Serum and pulmonary angiotensin converting enzyme as a marker of acute lung injury in an experimental model of adult respiratory distress syndrome

1999 
OBJECTIVE: To know if the determination of the angiotensin converting enzyme in serum (SACE) and lung (LACE) may be useful as a marker of acute lung injury (ALI) in the adult respiratory distress syndrome (ARDS).
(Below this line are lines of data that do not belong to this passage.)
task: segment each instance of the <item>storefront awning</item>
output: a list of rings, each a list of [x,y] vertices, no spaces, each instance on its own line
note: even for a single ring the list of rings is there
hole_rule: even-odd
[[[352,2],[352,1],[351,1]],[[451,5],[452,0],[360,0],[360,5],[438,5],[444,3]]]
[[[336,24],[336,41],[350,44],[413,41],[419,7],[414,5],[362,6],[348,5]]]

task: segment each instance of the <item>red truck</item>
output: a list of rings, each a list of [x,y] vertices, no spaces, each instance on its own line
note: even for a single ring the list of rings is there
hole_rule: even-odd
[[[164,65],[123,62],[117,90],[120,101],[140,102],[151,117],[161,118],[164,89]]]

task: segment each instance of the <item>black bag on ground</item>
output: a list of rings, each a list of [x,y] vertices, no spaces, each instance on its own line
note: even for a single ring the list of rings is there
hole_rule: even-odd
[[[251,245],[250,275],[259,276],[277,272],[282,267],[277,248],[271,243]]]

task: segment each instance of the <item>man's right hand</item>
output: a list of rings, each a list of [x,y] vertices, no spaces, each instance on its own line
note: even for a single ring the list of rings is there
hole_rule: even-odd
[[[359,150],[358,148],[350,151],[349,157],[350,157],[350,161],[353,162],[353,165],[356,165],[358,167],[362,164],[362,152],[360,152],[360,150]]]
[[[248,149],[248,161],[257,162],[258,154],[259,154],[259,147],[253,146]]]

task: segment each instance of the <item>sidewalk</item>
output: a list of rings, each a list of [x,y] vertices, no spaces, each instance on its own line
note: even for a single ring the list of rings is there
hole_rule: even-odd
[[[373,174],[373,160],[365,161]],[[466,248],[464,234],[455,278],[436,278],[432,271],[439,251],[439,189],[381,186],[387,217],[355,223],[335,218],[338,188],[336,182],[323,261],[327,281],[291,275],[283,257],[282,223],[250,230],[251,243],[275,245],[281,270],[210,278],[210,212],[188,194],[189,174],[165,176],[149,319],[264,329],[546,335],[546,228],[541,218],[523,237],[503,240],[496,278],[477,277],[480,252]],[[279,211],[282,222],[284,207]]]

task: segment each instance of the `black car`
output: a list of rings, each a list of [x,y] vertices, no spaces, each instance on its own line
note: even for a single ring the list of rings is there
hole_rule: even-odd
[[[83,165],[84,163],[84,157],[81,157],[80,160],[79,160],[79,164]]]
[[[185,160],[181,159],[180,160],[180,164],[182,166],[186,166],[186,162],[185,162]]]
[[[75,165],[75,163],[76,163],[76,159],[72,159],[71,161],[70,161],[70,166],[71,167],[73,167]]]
METHOD: By reproducing in a experimental model of ALI with oleic acid in dogs which simulate the early stage of ARDS, we have correlated the pathologic and analytical changes observed with the results of the determinations of SACE and LACE. RESULTS: We have found sequential pulmonary lesions (congestion, edema, hemorrhage polynuclear infiltration and thrombosis) and biological alteration (hypoxemia, pulmonary hypertension, early leukopenia and final leukocytosis, thrombopenia and hypofibrinogenemia) that reproduce the typical changes of ARDS, together with the decrease of SACE--slow and progressive--and LACE--abrupt in the onset and maintained during the experiment--. CONCLUSIONS: The LACE is a good marker of the beginning of the lesion because its decrease coincides with the first pathological changes (congestion) and with the hypoxemia, pulmonary hypertension and leukopenia, maintained without changes, during the whole experiment. On the other hand, the SACE corresponds as an inespecifical reactant, marker of acute inflammation and loss of pulmonary endothelium, because its progressive decrease evolutioned with the pathological lesions and the analytical changes. In conclusion, the sequential determination of SACE has a prognostic and evolutive value in comparison with the LACE, which has a diagnostic value from the beginning of the experiment of ALI and maintained throughout.